Come è stato fatto notare da più parti (ad esempio da Anna Quindlen in Londra immaginata) su Londra si potrebbe compilare la più grande bibliografia del mondo, da Charles Dickens a Oscar Wilde, da Joseph Conrad a Virginia Woolf, da George Orwell a T.S. Eliot, da Henry James fino ai più recenti Martin Amis e Tom McCarthy. E tuttavia in questa straordinaria e probabilmente unica ricchezza intellettuale Londra non ha mai trovato tra gli scrittori di narrativa un vero biografo, non esiste un film di fiction che la rappresenti come ha fatto con New York Woody Allen in Manhattan, non c’è un disco che la canti in maniera meno idiosincratica di quanto abbiano fatto i Clash in London Calling.
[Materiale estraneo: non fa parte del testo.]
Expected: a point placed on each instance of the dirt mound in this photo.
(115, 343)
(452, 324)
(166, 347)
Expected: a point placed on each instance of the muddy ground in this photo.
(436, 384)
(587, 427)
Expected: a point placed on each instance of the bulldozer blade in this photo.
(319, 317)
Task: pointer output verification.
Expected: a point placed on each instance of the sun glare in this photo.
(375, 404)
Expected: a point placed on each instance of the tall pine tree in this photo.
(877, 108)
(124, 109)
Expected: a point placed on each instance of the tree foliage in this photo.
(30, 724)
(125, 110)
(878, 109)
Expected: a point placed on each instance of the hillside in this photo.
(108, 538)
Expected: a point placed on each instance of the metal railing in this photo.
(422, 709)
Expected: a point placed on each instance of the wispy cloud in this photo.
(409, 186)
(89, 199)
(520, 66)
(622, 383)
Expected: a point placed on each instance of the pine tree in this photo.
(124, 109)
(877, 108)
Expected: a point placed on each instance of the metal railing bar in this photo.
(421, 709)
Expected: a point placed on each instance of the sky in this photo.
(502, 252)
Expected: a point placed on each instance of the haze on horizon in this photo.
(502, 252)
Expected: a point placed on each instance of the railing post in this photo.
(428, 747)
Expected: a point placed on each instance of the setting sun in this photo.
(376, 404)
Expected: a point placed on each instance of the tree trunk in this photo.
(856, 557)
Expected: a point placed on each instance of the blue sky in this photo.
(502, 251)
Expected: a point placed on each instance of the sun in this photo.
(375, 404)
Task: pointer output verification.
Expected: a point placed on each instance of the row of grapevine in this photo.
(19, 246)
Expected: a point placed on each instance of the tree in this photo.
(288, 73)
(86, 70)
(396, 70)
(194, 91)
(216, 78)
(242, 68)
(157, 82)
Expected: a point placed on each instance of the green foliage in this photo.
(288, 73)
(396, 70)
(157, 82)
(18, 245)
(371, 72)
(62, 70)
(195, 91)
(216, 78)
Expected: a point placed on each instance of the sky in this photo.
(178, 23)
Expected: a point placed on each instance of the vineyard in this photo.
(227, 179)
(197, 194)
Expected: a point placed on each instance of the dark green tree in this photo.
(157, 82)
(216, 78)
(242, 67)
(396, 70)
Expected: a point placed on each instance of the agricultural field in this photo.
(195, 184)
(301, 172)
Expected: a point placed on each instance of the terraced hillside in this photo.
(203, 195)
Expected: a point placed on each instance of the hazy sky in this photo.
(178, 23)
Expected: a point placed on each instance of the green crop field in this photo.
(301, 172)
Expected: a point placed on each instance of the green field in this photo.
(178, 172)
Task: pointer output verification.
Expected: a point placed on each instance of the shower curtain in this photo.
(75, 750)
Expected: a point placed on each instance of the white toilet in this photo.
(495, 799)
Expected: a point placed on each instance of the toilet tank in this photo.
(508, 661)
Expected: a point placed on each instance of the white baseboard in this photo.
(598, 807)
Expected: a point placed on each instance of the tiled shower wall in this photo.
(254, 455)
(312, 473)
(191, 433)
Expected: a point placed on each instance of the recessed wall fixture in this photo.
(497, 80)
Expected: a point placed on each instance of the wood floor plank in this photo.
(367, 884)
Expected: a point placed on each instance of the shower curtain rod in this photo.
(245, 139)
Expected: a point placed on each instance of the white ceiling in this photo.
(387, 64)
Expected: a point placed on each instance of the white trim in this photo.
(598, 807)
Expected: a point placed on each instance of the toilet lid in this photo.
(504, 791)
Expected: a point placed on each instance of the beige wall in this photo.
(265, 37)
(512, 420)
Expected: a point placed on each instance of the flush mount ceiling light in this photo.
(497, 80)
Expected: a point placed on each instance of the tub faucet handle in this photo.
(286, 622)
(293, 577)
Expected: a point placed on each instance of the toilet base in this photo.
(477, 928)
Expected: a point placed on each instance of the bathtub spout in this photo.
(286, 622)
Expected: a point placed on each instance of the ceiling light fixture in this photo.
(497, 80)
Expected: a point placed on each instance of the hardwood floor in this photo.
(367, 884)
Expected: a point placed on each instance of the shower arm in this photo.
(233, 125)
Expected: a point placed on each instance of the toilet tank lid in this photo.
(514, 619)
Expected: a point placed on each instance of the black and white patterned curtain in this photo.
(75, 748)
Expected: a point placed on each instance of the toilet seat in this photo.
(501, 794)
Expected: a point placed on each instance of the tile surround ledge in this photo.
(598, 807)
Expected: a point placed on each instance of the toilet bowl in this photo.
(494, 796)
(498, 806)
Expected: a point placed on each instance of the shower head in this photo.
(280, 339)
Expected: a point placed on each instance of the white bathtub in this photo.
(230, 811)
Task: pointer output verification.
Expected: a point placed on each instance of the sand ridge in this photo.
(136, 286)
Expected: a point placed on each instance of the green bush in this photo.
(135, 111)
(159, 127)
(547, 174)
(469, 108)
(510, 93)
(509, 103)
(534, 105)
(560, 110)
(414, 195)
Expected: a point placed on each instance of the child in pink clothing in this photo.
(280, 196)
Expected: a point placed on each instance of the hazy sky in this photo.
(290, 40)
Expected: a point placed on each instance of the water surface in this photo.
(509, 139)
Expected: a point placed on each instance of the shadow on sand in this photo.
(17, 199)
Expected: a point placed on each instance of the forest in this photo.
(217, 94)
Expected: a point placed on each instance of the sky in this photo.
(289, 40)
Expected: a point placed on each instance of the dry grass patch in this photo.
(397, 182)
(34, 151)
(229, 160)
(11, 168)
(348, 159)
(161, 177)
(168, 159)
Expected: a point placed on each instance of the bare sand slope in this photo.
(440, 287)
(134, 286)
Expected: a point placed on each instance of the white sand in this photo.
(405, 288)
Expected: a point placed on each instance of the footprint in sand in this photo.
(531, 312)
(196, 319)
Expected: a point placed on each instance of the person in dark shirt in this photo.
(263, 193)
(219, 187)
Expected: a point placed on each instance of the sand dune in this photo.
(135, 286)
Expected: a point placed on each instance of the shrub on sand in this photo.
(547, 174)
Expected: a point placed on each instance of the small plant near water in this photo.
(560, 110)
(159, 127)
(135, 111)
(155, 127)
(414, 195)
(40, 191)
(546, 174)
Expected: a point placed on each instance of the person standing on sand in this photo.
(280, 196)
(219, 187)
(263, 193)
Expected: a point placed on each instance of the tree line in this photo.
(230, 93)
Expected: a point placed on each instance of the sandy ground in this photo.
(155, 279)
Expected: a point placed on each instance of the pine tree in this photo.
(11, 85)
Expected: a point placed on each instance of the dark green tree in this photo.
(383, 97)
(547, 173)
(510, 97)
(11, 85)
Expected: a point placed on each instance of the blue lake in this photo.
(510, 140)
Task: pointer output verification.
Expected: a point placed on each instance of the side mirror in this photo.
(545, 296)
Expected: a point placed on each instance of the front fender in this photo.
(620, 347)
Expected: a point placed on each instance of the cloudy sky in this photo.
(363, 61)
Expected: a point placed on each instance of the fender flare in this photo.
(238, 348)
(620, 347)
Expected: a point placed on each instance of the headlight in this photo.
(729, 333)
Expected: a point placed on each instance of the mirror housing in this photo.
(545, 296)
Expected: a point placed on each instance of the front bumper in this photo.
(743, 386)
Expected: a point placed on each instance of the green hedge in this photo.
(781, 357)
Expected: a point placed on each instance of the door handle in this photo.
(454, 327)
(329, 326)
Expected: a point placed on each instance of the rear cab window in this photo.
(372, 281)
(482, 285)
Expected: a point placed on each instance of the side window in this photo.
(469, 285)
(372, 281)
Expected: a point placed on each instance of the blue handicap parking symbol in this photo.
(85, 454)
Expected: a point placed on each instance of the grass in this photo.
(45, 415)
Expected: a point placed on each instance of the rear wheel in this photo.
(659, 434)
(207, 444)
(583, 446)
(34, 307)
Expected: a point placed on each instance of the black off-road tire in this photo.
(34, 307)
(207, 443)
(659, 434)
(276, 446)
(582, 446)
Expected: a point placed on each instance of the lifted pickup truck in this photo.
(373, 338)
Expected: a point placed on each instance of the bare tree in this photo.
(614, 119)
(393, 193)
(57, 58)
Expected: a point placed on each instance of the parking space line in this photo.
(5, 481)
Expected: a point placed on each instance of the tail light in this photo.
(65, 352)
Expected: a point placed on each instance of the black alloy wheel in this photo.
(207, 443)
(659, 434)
Ecco un ennesimo paradosso: il fatto che la patria dell’enciclopedismo e della visione d’insieme (un fil rouge che collega ad esempio la Byatt del Libro dei bambini con il Tom McCarthy di C) sia al contempo incapace di produrre a livello narrativo una visione unitaria, frammentandosi nelle miriadi di sguardi che la compongono. Così che alla fine rimangono appunto i frammenti: la Whitechapel di Jack Lo Squartatore, la Abbey Road dei Beatles.
Frammenti che sono altrettanti sguardi, altrettante lingue, altrettante tradizioni culturali. In questa prospettiva di lungo termine la città è, in fondo, la confluenza lungo gli assi di spazio e tempo di una irriducibile diversità, e un romanzo come NW un’altra luce che si accende a svelare una zona finora rimasta in ombra e che, subito, si va ad aggiungere al numero infinito delle altre luci.